Вот кусок беседы, проведенной пастором Роузом с солдатами и услышанной мной краешком уха:
«Англия, — говорил пастор Роуз, — великая страна. И Англия, — говорил пастор Роуз, — имеет много героев. Вспомните, — говорил он, — Ричарда Львиное Сердце, всю жизнь! бившегося за гроб господень. Вспомните Кромвеля, сражавшегося да протестантскую веру и прорубавшего путь к своей цели, как дровосек прорубает себе дорогу сквозь лес — с топором в руке. Пусть живет в вашей памяти герой Англии, великий моряк, адмирал Нельсон, разбивший эскадру франко-испанцев и умерший за короля.
«Английские герои, — обобщал пастор Роуз. — несут народам цивилизацию. Но как часто, — с грустью покачивал головой пастор, — дурные люди мешают героям… Ну, возьмем пример. Вот все мы носим теперь хорошую дешевую одежду. Задумываемся ли мы над тем кому, кроме господа, мы обязаны ей? Если и задумываемся, то очень редко. А между тем, хорошей одеждой мы обязаны насадителям ткацких и прядильных машин, Джемсу Харгревсу из Неттингэма, назвавшему свою прядильную машину «Дженни» в честь крошки-дочери. Еще мы обязаны Аркрайту и священнику Картрайту, построившим ткацкую фабрику.

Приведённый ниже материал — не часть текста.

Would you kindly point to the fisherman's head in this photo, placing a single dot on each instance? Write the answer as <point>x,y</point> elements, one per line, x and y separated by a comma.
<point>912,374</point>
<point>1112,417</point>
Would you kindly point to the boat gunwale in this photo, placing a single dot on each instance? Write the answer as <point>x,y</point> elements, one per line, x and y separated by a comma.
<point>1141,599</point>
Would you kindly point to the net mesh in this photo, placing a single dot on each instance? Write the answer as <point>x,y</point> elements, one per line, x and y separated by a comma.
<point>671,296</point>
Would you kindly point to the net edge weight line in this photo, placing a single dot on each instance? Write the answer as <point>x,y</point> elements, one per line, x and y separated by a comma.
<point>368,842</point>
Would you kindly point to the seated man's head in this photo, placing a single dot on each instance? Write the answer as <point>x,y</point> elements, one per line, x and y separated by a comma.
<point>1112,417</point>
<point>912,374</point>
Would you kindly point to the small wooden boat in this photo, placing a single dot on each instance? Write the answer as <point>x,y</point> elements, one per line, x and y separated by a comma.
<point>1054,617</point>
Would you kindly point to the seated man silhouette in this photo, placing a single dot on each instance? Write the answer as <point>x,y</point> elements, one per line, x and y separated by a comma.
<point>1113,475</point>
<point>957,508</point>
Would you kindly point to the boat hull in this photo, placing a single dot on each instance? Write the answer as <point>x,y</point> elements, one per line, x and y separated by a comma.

«И что же сделали дурные, темные люди? Дурные, темные люди, громилы и воры, подняли целую войну против Харгревса, — они ходили по городу, точно обезумев ломали и жгли хрупкие веретена «Дженни». Сброд поджег и разграбил фабрики, построенные Аркрайтом и священником Картрайтом. Это известный и, надо сказать, позорный факт английской истории. А сейчас, разве мало дурных люден, врагов Англии, хотят уничтожить цивилизацию. которую мы несем народам менее цивилизованным?..»
Так беседовал пастор Роуз с солдатами.
— Томми! — вырвалось у меня, когда он вышел из комнаты. — Пастор Роуз исказил факт истории…
И все обернулись ко мне. И я увидел голубые глаза Лесли Рида, и широкое лицо повара Парнелла, и рыжие волосы Эйр она Колли, электромеханика службы связи. Я стоял у окна, и свежий ветер, смешанный с солнцем, залетал в комнату.